Show that there are at most $\lceil n/2^{h+1} \rceil$ nodes of height $h$ in any $n$-element heap.

First, let's observe that the number of leaves in a heap is $\lceil n/2 \rceil$ (exercise 6.1-7). Let's prove it by induction on $h$.

**Base**: $h = 0$. The number of leaves is $\lceil n/2 \rceil = \lceil n/2^{0+1} \rceil$.

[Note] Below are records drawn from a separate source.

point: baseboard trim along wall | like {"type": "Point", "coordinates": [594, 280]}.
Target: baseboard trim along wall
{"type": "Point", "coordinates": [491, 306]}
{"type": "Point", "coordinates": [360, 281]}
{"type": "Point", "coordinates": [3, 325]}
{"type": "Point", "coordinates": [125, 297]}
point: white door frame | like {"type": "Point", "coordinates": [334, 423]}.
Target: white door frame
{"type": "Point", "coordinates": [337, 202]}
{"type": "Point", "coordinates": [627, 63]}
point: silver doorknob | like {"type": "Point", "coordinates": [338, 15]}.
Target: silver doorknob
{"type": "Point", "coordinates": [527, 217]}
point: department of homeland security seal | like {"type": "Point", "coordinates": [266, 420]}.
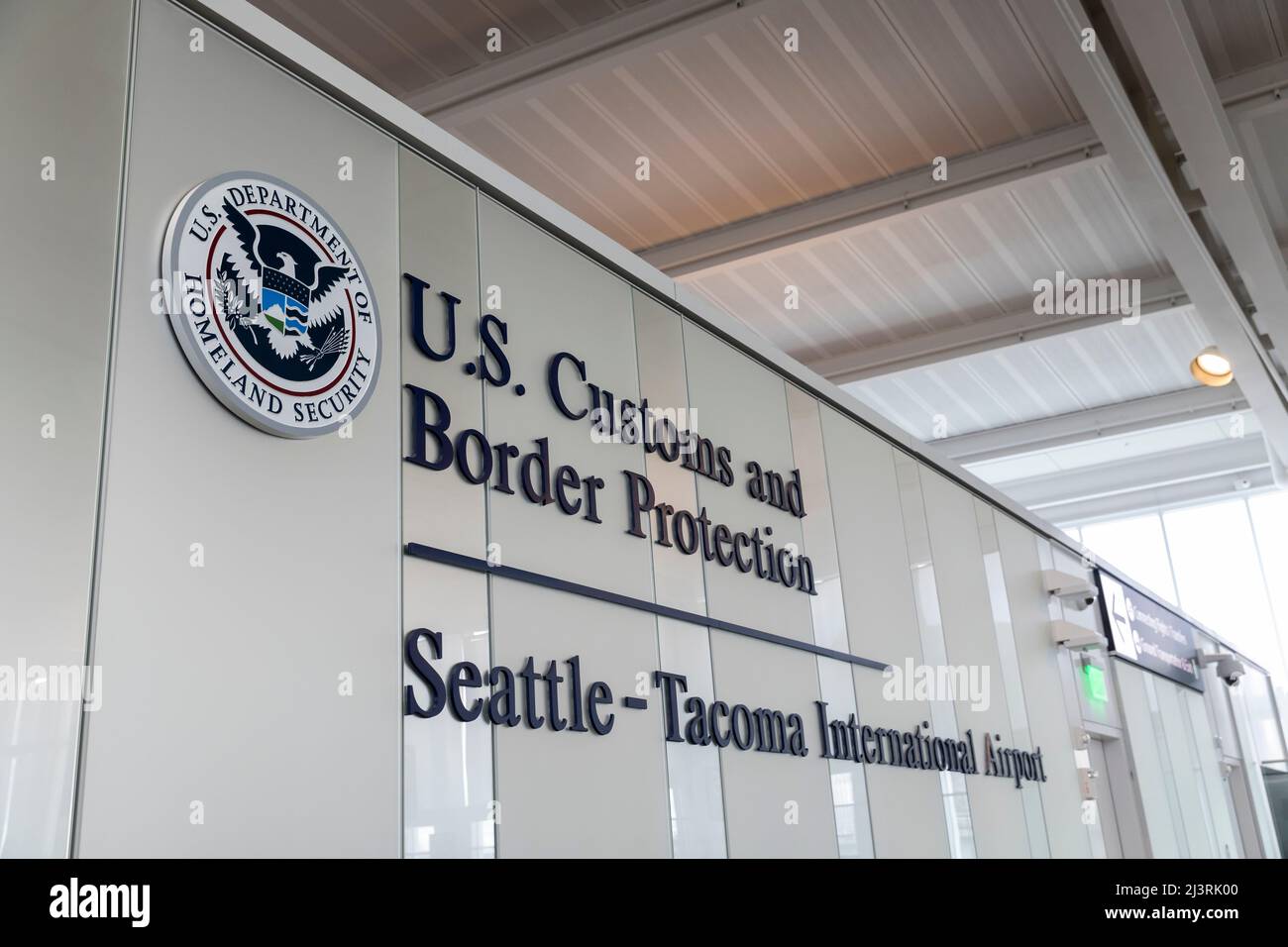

**Step**: Let's assume it holds for nodes of height $h-1$. Let's take a tree
and remove all it's leaves. We get a new tree with $n - \lceil n/2 \rceil =
\lfloor n/2 \rfloor$ elements. Note that the nodes with height $h$ in the old
tree have height $h-1$ in the new one.

We will calculate the number of such nodes in the new tree. By the inductive assumption we have that $T$, the number of nodes with height $h-1$ in the new tree, is:

$$ T = \bigg\lceil \lfloor n/2 \rfloor / 2^{h-1+1} \bigg\rceil < \bigg\lceil (n/2)/2^h \bigg\rceil = \bigg\lceil \frac{n}{2^{h+1}} \bigg\rceil $$

As mentioned, this is also the number of nodes with height $h$ in the old tree.